Discretionary credit strategies dominate the market and Acadian doesn’t think investors should abandon all of them. But it contends that most credit managers are in essence taking sector or ratings bets, or market timing, which is different from what systematic strategies do.
“Even in cases where the investment approaches of discretionary credit managers are philosophically aligned with systematic concepts, e.g., seeking bonds with attractive spreads from high-quality issuers, they likely employ different metrics of relevant characteristics, including measures of default risk,” Acadian said in the paper. “For these reasons, systematic and discretionary allocations can sit naturally with one another in a portfolio.”
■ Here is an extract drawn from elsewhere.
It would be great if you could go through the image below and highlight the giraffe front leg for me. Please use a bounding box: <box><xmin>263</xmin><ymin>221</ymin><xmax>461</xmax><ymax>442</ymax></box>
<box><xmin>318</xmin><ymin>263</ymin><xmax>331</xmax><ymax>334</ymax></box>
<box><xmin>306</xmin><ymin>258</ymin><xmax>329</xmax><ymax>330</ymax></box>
Systematic investing also simply hasn’t taken off in fixed income because it’s more difficult to do than with stocks. “Two guys and a spreadsheet” doesn’t work for systematic approaches in credit markets, said Scott Richardson, head of systematic credit at Acadian. The strategies require multiple people skilled in building the inputs for the models and the platform to ensure proper liquidity in primary and secondary markets.
Richardson estimates that’s partly why only $120 billion of the $10.6 trillion credit market is managed systematically.
“Few asset managers and asset owners have the scale and knowledge to be successful here. Credit markets are poised for disruption. With the continued improvement in data access and data quality and continued development of electronification trading, systematic approaches are uniquely suited to capitalize on this disruption,” Richardson said.